| name | brutal-self-review |
| description | Triggers a brutally honest self-review of recent work and the current codebase state (Go projects). Use when the user asks for self-reflection, self-critique, wants to know what was forgotten, what's stupid, what could be better, find ghost systems, split brains, or wants a comprehensive improvement plan with Go ecosystem library awareness. |
| metadata | {"tags":"review, self-critique, honesty, go, architecture, improvement"} |
Brutal Self-Review
ALWAYS be BRUTALLY HONEST! NEVER LIE TO THE USER!
Self-Review Questions
Answer every question with full honesty:
- What did you forget?
- What is something that's stupid that we do anyway?
- What could you have done better?
- What could you still improve?
- Did you lie to me?
- How can we be less stupid?
- Is everything correctly integrated or are we building ghost systems? IF you find a 'ghost system' ALWAYS ask yourself should this be integrated? What value is in it? FIRST!
- Are we focusing on the scope creep trap?
- Did we remove something that was actually useful?
- Did we create ANY split brains? Even small things that could be considered split brain!
- How are we doing on tests? What can we do better, regarding automated testing?
Execution Plan
- Create a Comprehensive Multi-Step Execution Plan (keep each step small)!
- Sort them by work required vs impact.
- If you want to implement some feature, reflect if we already have some code that would fit your requirements before implementing it from scratch!
- Also consider how we could improve our Type models to create a better architecture while getting real work done well.
- Do NOT reinvent the wheel!! ALWAYS consider how we can use & leverage already well established libs to make our live easier!
- If you find a Ghost system, report back and make sure you integrate it.
- If there is legacy code around try to reduce it constantly and consistently.
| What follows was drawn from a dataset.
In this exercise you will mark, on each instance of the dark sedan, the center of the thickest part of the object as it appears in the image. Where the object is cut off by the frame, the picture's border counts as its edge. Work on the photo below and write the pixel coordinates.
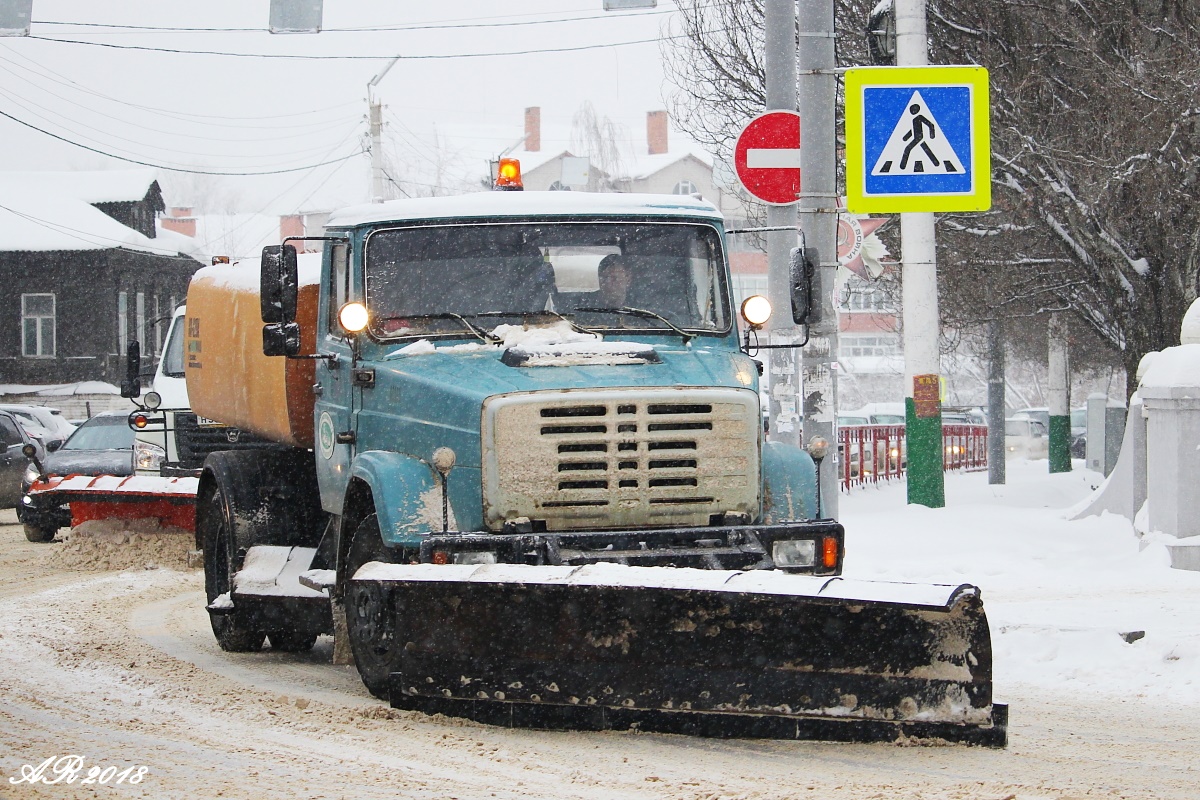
(103, 445)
Our target for legacy code is ZERO.
Output
Write the self-review and improvement plan as a self-contained styled HTML report
at docs/reviews/<YYYY-MM-DD_HH-MM_brutal-self-review.html.
A brutal self-review is a point-in-time snapshot of honest reflection — it benefits from
visual treatment so the team can quickly see what is fucked up, what to fix, and in what
order.
- Load the shared design system: ./assets/html-report-kit/references/html-output-guide.md
- Copy the template: ./assets/html-report-kit/assets/report-template.html
- Map content to visual components:
- Stat cards for counts (questions answered / ghost systems / split brains found / top actions)
.card-problem for things that are stupid or fucked up
.card-warning for scope creep / legacy / testing gaps
.card-solution for quick wins and good things to preserve
- Numbered-step components for the prioritized improvement plan
Architectural Review
- Which architectural decisions we made in the past are causing problems now / could be improved?
- Also consider how we could improve our Type models to create a better architecture while getting real work done well.
- Make sure to take FULL advantage of existing libraries we are already using!
For Go ecosystem libraries, architecture patterns, banned libraries, and required stack, use the how-to-golang skill. Load its SKILL.md at /home/lars/projects/SKILLS/how-to-golang/SKILL.md and follow its references for detailed library decisions, domain types, key patterns, and banned dependencies.
Git Workflow
Report back and ask questions if necessary aka. have a hard time to figure something out!
Run "git status & git commit ..." after each smallest self-contained change.
Run "git push" when done.
Execution
READ, UNDERSTAND, RESEARCH, REFLECT.
Break this down into multiple actionable steps. Think about them again.
Execute and Verify them one step at the time.
Repeat until done. Keep going until everything works and you think you did a great job!